At the end of the last school year, many of us felt like the city had a major opportunity to truly invest in our vision for police free schools by passing a budget that would divest the $450 million spent on the NYPD’s School Safety Division and redirect it back into support services we had been asking for. This would have brought an end to the era where the police department was in charge of school safety and made room for us—students, parents, teachers and community—to reimagine school safety. However, we now know that the 5,511 school safety agents will continue to be NYPD employees and the program’s budget has increased, resulting inevitably in the same inequities for Black and Latino students this coming school year.
We will not tolerate more of the same, especially during this time of COVID. We can already predict that social distancing and mask-wearing enforcement will inevitably disproportionately impact those of us already targeted by this unfair system. We are organizing for Police-Free Schools to remove armed NYPD and school safety agents trained by NYPD from our public schools and eradicate all forms of surveillance that criminalize us. And in their place, we want investment in and implementation of policies and practices that de-escalate conflict, that support our socio-emotional growth, that invest in our leadership and culturally relevant academic learning.

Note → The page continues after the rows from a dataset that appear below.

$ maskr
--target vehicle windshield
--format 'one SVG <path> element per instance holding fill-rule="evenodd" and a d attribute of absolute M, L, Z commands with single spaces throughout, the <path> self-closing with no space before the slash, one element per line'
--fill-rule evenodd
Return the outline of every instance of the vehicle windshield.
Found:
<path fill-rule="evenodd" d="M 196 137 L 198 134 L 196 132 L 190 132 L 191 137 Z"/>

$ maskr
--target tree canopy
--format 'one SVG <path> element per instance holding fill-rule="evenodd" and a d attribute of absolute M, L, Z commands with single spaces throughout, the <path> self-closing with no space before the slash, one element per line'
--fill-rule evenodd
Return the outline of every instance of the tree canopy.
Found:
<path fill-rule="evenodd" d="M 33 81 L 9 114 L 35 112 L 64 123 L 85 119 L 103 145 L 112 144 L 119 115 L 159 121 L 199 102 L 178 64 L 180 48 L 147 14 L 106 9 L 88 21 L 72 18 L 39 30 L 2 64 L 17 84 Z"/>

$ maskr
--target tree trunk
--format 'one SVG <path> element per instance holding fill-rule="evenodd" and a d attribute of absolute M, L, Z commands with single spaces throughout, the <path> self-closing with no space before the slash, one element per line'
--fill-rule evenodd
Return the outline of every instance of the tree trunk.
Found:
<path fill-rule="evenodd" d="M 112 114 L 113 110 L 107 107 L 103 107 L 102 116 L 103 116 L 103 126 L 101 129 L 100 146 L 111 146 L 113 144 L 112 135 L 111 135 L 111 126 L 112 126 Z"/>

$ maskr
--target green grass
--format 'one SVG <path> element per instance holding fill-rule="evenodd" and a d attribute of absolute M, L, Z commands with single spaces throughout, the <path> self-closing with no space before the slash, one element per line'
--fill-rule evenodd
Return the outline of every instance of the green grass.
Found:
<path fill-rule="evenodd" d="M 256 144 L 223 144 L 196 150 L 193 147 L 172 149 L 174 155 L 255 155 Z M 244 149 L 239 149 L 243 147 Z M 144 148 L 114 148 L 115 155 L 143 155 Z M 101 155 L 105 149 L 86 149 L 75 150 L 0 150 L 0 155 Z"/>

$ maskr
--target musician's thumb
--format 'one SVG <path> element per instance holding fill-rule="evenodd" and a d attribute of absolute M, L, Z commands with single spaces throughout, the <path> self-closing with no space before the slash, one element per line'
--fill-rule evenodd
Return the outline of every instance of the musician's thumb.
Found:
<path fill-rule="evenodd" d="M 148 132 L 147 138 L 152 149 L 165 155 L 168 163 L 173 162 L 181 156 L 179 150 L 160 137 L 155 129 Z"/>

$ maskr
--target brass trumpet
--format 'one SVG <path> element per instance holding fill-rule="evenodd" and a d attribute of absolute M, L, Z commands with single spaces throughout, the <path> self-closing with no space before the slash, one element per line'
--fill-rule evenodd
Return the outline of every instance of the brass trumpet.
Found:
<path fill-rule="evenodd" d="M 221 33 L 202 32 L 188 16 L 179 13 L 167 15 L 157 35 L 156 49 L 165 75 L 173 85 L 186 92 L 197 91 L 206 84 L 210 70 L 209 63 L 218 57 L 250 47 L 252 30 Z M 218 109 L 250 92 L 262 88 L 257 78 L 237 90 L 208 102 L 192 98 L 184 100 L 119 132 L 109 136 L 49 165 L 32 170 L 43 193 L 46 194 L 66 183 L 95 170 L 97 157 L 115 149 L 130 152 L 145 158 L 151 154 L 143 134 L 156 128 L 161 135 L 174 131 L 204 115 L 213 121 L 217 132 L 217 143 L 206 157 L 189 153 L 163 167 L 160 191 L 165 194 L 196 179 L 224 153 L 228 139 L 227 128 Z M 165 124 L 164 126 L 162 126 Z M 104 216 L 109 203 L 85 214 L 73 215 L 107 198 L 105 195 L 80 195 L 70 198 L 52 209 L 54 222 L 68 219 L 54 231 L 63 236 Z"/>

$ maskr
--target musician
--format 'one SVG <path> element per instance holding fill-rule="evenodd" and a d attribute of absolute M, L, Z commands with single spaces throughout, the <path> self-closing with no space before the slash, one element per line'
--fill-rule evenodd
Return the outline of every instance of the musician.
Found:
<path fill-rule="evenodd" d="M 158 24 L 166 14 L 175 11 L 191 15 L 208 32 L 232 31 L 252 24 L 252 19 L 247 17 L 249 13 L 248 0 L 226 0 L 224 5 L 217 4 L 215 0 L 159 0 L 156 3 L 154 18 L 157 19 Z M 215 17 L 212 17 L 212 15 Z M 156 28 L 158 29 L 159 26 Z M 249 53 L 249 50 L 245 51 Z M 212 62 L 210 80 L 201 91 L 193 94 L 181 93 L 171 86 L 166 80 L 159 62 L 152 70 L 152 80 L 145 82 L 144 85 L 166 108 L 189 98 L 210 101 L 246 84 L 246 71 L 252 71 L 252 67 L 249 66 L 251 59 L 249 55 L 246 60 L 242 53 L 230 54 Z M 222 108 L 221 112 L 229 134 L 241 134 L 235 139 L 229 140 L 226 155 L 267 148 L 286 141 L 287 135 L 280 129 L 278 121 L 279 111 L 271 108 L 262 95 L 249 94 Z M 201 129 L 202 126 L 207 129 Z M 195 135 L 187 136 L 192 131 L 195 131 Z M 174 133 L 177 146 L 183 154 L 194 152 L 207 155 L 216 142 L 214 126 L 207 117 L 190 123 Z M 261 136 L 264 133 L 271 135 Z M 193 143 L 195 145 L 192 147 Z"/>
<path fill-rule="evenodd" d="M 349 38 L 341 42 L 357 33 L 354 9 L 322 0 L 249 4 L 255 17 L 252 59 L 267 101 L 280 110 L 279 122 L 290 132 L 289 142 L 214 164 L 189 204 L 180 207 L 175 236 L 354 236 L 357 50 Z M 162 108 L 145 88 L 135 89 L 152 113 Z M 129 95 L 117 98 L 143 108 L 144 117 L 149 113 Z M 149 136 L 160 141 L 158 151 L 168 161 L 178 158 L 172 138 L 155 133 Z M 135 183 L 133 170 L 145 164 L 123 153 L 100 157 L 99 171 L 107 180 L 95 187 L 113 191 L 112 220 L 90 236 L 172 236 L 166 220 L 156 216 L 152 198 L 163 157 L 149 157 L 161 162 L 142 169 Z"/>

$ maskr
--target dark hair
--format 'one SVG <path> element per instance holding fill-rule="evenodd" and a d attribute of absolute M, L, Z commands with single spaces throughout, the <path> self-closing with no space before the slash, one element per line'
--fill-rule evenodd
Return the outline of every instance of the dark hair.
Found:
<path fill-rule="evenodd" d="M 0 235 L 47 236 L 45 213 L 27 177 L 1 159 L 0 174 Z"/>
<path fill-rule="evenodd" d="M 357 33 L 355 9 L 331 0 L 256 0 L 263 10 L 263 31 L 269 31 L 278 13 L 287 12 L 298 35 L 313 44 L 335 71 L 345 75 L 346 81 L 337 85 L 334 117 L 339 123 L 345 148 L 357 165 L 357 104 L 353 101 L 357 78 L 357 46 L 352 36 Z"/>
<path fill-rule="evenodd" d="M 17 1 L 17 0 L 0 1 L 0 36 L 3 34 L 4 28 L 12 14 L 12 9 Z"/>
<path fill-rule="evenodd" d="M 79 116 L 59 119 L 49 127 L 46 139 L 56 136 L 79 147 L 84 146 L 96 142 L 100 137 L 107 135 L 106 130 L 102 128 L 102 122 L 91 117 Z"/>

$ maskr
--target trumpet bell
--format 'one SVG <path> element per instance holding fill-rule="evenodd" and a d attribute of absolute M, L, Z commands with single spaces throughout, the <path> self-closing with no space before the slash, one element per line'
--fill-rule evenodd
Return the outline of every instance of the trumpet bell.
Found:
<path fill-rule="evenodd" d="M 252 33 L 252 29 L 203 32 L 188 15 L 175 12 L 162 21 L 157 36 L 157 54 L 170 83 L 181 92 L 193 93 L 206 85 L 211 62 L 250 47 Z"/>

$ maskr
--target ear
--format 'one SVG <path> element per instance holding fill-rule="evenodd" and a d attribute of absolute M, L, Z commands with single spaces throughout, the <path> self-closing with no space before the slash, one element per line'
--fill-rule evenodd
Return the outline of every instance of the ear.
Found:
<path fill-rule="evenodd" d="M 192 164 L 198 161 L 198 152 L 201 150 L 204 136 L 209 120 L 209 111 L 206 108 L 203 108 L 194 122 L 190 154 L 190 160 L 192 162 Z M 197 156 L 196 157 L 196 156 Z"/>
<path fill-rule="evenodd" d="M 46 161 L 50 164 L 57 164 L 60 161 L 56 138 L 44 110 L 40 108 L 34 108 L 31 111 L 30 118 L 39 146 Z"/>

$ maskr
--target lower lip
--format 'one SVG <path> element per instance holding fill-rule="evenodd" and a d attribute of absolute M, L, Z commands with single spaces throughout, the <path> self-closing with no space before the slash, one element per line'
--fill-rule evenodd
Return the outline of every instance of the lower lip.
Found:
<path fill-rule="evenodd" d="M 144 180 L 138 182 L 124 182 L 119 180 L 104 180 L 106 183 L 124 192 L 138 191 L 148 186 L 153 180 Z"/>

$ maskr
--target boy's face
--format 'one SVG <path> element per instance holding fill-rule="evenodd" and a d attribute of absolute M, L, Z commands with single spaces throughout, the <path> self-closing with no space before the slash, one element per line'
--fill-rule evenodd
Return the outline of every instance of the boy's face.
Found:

On behalf of all of my peers who have feared school spaces more than they desired them, who have felt more targeted than supported, who have felt more punished than invested in, I call on the City Council, the mayor and all those responsible for our public education, to keep your word: divest funds from the police and surveillance and invest those funds into more guidance counselors, social workers, nurses, extra-curricular activities, educational materials and laboratories. #PoliceFreeSchools.
Leah Moise is a rising junior at the Worldview High School in the Dewitt Clinton Campus and a youth keader at Sistas and Brothas United at Northwest Bronx Community & Clergy Coalition.